Ces mots à peine terminés, une longue tresse de femme fit surface et passa en flottant le long du rocher où était agenouillé Lynhur. Pétrifié, il la regarda passer, puis se rendant compte qu’elle serait bientôt hors de sa portée, il se jeta en avant de tout son poids, l’agrippant avec l’énergie du désespoir. Il faillit la manquer et réussit à l’attraper de justesse.
Totalement impliqué désormais, Lynhur regagna la hutte de Rogne pour y attendre la nuit de la Saint Jean. La nuit de la Saint Jean venue, Lynhur attendit auprès des Grey Wethers, et en dépit de sa terreur et de son excitation, il finit par s’endormir. Il fut réveillé par le bêlement des moutons. A sa grande satisfaction, les pierres avaient repris leur forme d’origine et formaient à nouveau un troupeau de beaux moutons.
Il se mit debout sans plus attendre : il n’y avait pas un instant à perdre, vu le temps qu’il avait passé à dormir. L’aube allait bientôt se lever : il devait se dépêcher de se mettre au travail. Il prit les ciseaux de tonte, et avec la corde courte qu’il avait tressée à l’aide des cheveux, s’approcha à pas de loup du mouton le plus proche ; mais celui-ci prit peur et s’écarta. Après une longue poursuite, Lynhur finit par l’acculer. A la hâte, il le lia avec la corde courte et se mit à le tondre aussi vite que possible. Les ciseaux étaient émoussés et l’opération prit du temps ; néanmoins, un morceau après l’autre, la toison tomba au sol et le paysan contempla avidement la fortune qui lui échoirait au lever du soleil. Sur cette pensée, il se rendit soudain compte que l’horizon s’éclaircissait à l’est. Le soleil allait se lever. Terrifié, Lynhur essaya d’avancer le travail, mais soudain les nœuds de la corde trop courte se défirent et le mouton s’échappa.

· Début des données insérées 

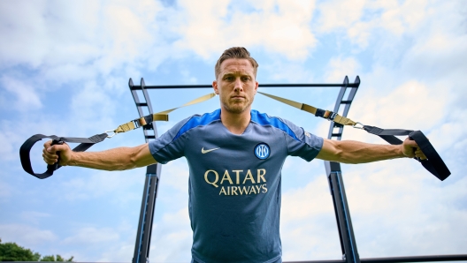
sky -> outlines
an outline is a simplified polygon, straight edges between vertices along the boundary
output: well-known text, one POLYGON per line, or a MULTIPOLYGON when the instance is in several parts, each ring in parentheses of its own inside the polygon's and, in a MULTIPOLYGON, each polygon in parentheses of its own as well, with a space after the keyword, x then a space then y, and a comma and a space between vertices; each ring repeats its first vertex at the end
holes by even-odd
MULTIPOLYGON (((19 149, 42 133, 89 137, 138 117, 130 78, 147 85, 211 84, 223 50, 246 47, 260 91, 333 109, 339 88, 261 88, 269 83, 361 85, 348 116, 421 130, 452 175, 441 182, 410 159, 341 165, 361 258, 467 253, 467 5, 464 1, 0 2, 0 238, 76 261, 130 262, 145 169, 65 167, 39 180, 19 149)), ((155 112, 211 89, 150 90, 155 112)), ((218 99, 180 109, 159 134, 218 99)), ((271 99, 253 108, 326 137, 329 123, 271 99)), ((385 144, 346 127, 342 139, 385 144)), ((42 141, 45 142, 45 141, 42 141)), ((119 134, 99 151, 144 143, 119 134)), ((45 170, 42 143, 33 168, 45 170)), ((150 262, 188 262, 191 229, 184 158, 162 167, 150 262)), ((280 231, 284 260, 341 258, 322 161, 287 159, 280 231)))

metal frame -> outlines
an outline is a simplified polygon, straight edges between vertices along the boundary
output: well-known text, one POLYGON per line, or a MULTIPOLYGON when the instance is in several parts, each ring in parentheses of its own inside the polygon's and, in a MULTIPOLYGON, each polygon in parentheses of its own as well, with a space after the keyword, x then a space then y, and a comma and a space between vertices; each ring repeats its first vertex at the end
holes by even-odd
MULTIPOLYGON (((211 85, 180 85, 180 86, 146 86, 144 79, 142 78, 141 85, 135 86, 132 79, 128 81, 128 86, 132 93, 134 103, 138 109, 140 116, 143 116, 143 109, 146 109, 150 114, 153 113, 152 106, 148 95, 148 89, 184 89, 184 88, 211 88, 211 85), (144 101, 140 101, 137 91, 142 91, 144 101)), ((342 84, 263 84, 261 87, 325 87, 336 86, 341 87, 337 96, 334 112, 339 112, 341 107, 343 112, 341 114, 347 116, 350 105, 354 100, 356 93, 360 86, 360 78, 357 76, 354 83, 348 83, 348 78, 346 76, 342 84), (344 98, 348 94, 347 98, 344 98)), ((144 139, 146 142, 157 138, 156 122, 144 125, 144 139)), ((343 126, 331 122, 328 139, 340 140, 342 136, 343 126), (337 130, 337 131, 336 131, 337 130)), ((393 257, 393 258, 372 258, 360 259, 356 249, 356 242, 350 219, 350 211, 347 202, 344 183, 342 180, 342 172, 339 162, 325 162, 325 168, 329 182, 331 195, 334 206, 337 227, 339 230, 339 238, 341 240, 341 248, 342 252, 342 259, 335 260, 312 260, 312 261, 294 261, 289 263, 378 263, 378 262, 440 262, 440 261, 456 261, 467 260, 467 254, 463 255, 433 255, 433 256, 417 256, 417 257, 393 257)), ((134 245, 134 254, 133 263, 149 262, 149 245, 152 232, 152 222, 156 206, 156 198, 157 196, 157 188, 161 177, 161 164, 157 163, 148 167, 146 171, 146 181, 144 184, 142 207, 140 213, 140 221, 138 223, 138 231, 136 234, 136 242, 134 245)))

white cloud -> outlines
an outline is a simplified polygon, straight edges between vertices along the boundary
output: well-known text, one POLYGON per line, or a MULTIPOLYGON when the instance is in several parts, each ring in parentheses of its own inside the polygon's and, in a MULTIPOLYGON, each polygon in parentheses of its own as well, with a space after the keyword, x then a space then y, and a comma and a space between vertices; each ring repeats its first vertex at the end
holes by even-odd
MULTIPOLYGON (((325 79, 327 82, 335 82, 335 79, 340 79, 342 76, 356 75, 361 70, 360 64, 354 57, 333 57, 331 58, 326 65, 325 71, 325 79)), ((353 82, 353 79, 349 79, 353 82)))
POLYGON ((226 47, 249 49, 264 46, 266 51, 290 60, 303 60, 316 45, 309 23, 314 11, 312 1, 264 1, 243 3, 254 11, 235 9, 230 1, 180 1, 181 39, 177 46, 213 60, 226 47), (188 22, 189 21, 189 22, 188 22))
MULTIPOLYGON (((11 106, 18 111, 24 112, 38 109, 42 107, 41 98, 32 85, 6 76, 1 79, 1 83, 4 86, 4 89, 14 97, 12 101, 8 98, 2 99, 6 103, 2 108, 11 106)), ((4 95, 8 96, 8 94, 4 95)))
POLYGON ((112 243, 119 239, 117 229, 111 228, 86 227, 75 231, 77 232, 75 235, 65 238, 63 242, 73 245, 93 245, 94 244, 112 243))

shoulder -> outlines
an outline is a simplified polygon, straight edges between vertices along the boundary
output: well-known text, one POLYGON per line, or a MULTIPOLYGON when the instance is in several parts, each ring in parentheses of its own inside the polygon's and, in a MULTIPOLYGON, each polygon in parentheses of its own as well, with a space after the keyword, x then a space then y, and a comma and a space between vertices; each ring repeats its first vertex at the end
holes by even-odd
POLYGON ((279 116, 270 116, 266 113, 261 113, 255 109, 251 110, 251 122, 261 126, 281 130, 294 139, 297 139, 296 133, 301 130, 300 127, 287 119, 279 116))
MULTIPOLYGON (((211 113, 204 113, 203 115, 193 115, 175 124, 172 130, 176 131, 175 139, 181 136, 183 133, 191 129, 205 126, 210 124, 220 121, 220 109, 211 113)), ((174 132, 175 132, 174 131, 174 132)))

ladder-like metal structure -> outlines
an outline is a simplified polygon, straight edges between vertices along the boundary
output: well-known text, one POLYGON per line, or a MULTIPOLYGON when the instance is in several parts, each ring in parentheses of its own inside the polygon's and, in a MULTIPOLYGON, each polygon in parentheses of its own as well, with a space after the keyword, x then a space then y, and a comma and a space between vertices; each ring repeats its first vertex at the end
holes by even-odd
MULTIPOLYGON (((146 86, 144 79, 141 79, 141 84, 135 86, 130 79, 128 82, 130 91, 136 104, 140 116, 144 116, 143 109, 152 114, 152 106, 148 95, 148 89, 172 89, 172 88, 211 88, 211 85, 183 85, 183 86, 146 86), (141 101, 138 96, 138 91, 142 91, 144 101, 141 101)), ((341 113, 341 116, 347 116, 350 105, 355 98, 356 93, 360 86, 360 78, 357 76, 354 83, 348 83, 348 78, 346 76, 342 84, 263 84, 261 87, 313 87, 313 86, 335 86, 341 87, 334 106, 334 112, 341 113), (346 96, 347 94, 347 96, 346 96)), ((146 142, 157 138, 157 130, 156 122, 144 125, 144 139, 146 142)), ((343 126, 331 122, 328 139, 340 140, 342 137, 343 126)), ((344 183, 342 180, 342 171, 339 162, 325 162, 325 168, 329 182, 331 195, 334 206, 334 214, 336 217, 339 237, 341 240, 341 259, 335 260, 319 260, 319 261, 300 261, 295 263, 379 263, 379 262, 440 262, 440 261, 456 261, 467 260, 465 255, 433 255, 433 256, 417 256, 417 257, 393 257, 393 258, 373 258, 360 259, 356 248, 356 242, 350 219, 350 210, 347 202, 344 183)), ((144 184, 140 221, 138 223, 138 231, 136 234, 136 242, 134 244, 134 254, 132 263, 147 263, 149 258, 149 244, 152 232, 152 222, 157 196, 157 188, 161 177, 161 164, 154 164, 148 167, 146 171, 146 181, 144 184)), ((294 262, 289 262, 294 263, 294 262)))
MULTIPOLYGON (((133 80, 130 79, 128 86, 140 116, 147 115, 145 114, 144 109, 149 114, 152 114, 152 106, 149 96, 148 91, 144 88, 144 79, 142 79, 141 85, 136 87, 133 84, 133 80), (138 90, 142 92, 143 101, 140 101, 137 92, 138 90)), ((142 132, 144 132, 144 139, 146 142, 149 142, 149 140, 157 138, 156 122, 142 126, 142 132)), ((132 260, 134 263, 149 262, 152 222, 154 219, 154 209, 156 207, 156 198, 157 197, 157 188, 159 187, 161 166, 160 163, 152 164, 148 166, 146 169, 146 180, 144 182, 142 192, 140 221, 138 222, 134 253, 132 260)))
MULTIPOLYGON (((348 78, 347 76, 345 77, 344 83, 337 95, 334 112, 339 112, 341 107, 344 107, 344 110, 341 115, 347 116, 359 86, 360 78, 358 76, 354 81, 352 86, 348 86, 348 78), (345 94, 348 94, 347 98, 344 98, 345 94)), ((331 122, 327 139, 341 140, 343 131, 343 125, 331 122)), ((333 196, 333 203, 334 204, 334 214, 339 230, 339 237, 341 239, 341 248, 342 250, 342 259, 348 263, 360 263, 360 257, 358 256, 356 242, 354 236, 354 229, 350 219, 350 211, 348 209, 348 204, 347 203, 341 164, 335 162, 325 161, 325 168, 326 170, 327 180, 329 182, 331 195, 333 196)))

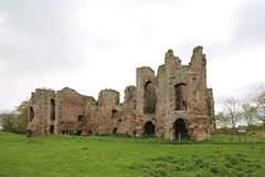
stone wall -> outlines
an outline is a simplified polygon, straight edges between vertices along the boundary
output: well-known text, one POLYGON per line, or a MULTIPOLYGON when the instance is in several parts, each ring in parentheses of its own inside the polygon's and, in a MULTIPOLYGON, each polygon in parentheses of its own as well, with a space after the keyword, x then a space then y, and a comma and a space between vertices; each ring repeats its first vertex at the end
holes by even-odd
POLYGON ((202 46, 193 50, 189 65, 173 51, 166 53, 157 75, 150 67, 137 69, 137 85, 127 86, 124 103, 119 93, 103 90, 97 101, 68 87, 32 93, 29 129, 32 135, 123 133, 156 134, 169 139, 190 135, 201 140, 215 129, 212 88, 206 87, 206 60, 202 46))

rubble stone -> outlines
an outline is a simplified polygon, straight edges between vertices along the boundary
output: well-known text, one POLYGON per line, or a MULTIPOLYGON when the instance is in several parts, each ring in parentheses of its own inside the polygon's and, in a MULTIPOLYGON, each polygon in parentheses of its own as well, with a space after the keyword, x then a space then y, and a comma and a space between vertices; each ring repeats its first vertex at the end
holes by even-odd
POLYGON ((97 101, 65 87, 36 88, 29 103, 31 135, 123 133, 155 134, 168 139, 190 135, 202 140, 215 131, 212 88, 206 87, 206 59, 202 46, 193 49, 189 65, 173 51, 166 53, 157 75, 150 67, 137 69, 136 86, 127 86, 124 103, 119 93, 103 90, 97 101))

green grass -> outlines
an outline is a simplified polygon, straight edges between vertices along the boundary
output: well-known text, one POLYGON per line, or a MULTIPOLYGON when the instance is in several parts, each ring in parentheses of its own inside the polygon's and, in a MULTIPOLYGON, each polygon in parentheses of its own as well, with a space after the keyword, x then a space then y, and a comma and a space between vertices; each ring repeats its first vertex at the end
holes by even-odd
POLYGON ((0 132, 2 176, 265 176, 265 142, 258 133, 181 143, 123 136, 26 138, 0 132))

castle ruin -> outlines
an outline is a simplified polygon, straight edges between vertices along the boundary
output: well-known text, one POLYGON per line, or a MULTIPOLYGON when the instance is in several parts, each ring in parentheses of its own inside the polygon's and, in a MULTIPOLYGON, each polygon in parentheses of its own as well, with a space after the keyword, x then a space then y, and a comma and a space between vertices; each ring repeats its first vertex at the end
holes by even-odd
POLYGON ((202 140, 214 132, 214 101, 206 87, 206 59, 202 46, 193 49, 189 65, 173 51, 155 75, 152 69, 137 69, 136 86, 119 92, 103 90, 96 101, 65 87, 61 91, 36 88, 29 103, 28 129, 32 135, 78 135, 123 133, 139 137, 155 134, 167 139, 190 135, 202 140))

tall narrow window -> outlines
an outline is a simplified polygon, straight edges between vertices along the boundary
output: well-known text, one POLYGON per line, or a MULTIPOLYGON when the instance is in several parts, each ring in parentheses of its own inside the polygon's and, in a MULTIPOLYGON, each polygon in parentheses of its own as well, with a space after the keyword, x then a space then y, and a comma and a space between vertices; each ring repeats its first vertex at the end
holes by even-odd
POLYGON ((34 118, 34 111, 33 107, 30 107, 30 122, 34 118))
POLYGON ((174 85, 174 110, 186 111, 187 110, 187 88, 186 84, 174 85))
POLYGON ((188 129, 186 127, 186 122, 182 118, 179 118, 174 122, 173 124, 174 126, 174 136, 178 137, 179 134, 181 134, 181 136, 187 136, 188 135, 188 129))
POLYGON ((83 121, 83 118, 84 118, 84 116, 83 116, 83 115, 78 115, 78 116, 77 116, 77 121, 78 121, 78 122, 82 122, 82 121, 83 121))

Lynhur était pétrifié. Pourquoi avait-il ôté les ciseaux de l’eau ? Pourquoi n’avait-il pas attrapé les tresses aussitôt, au lieu de les laisser filer devant lui ? Les ciseaux auraient été plus aiguisés et la corde aurait été plus longue : il aurait mené sa tâche à bien. Il se maudit d’abord pour s’être lancé dans cette aventure et ensuite pour s’être comporté comme un imbécile au bord de la rivière.
Soudain, il se rappela la bouteille contenant l’eau de Kestor et décida d’asperger la toison avec. Avant de pouvoir faire un geste cependant, il fut pris d’un sinistre pressentiment. Levant les yeux, il vit le troupeau – dont chaque mouton avait pris des proportions gigantesques – se refermer autour de lui, formant à nouveau un cercle. Plus près, toujours plus près ! Tandis qu’il restait pétrifié, une voix retentit:
« Celui qui s’approprie le trésor de nos morts
Trouvera le tombeau qui scellera son sort ».
Le lendemain, on retrouva Lynhur mort, écrasé par une des pierres qui était tombée sur lui. Ceux qui n’étaient pas de la région prirent cela pour un simple accident, mais les habitants de la
lande comprirent que les Grey Wethers veillaient sur leur trésor.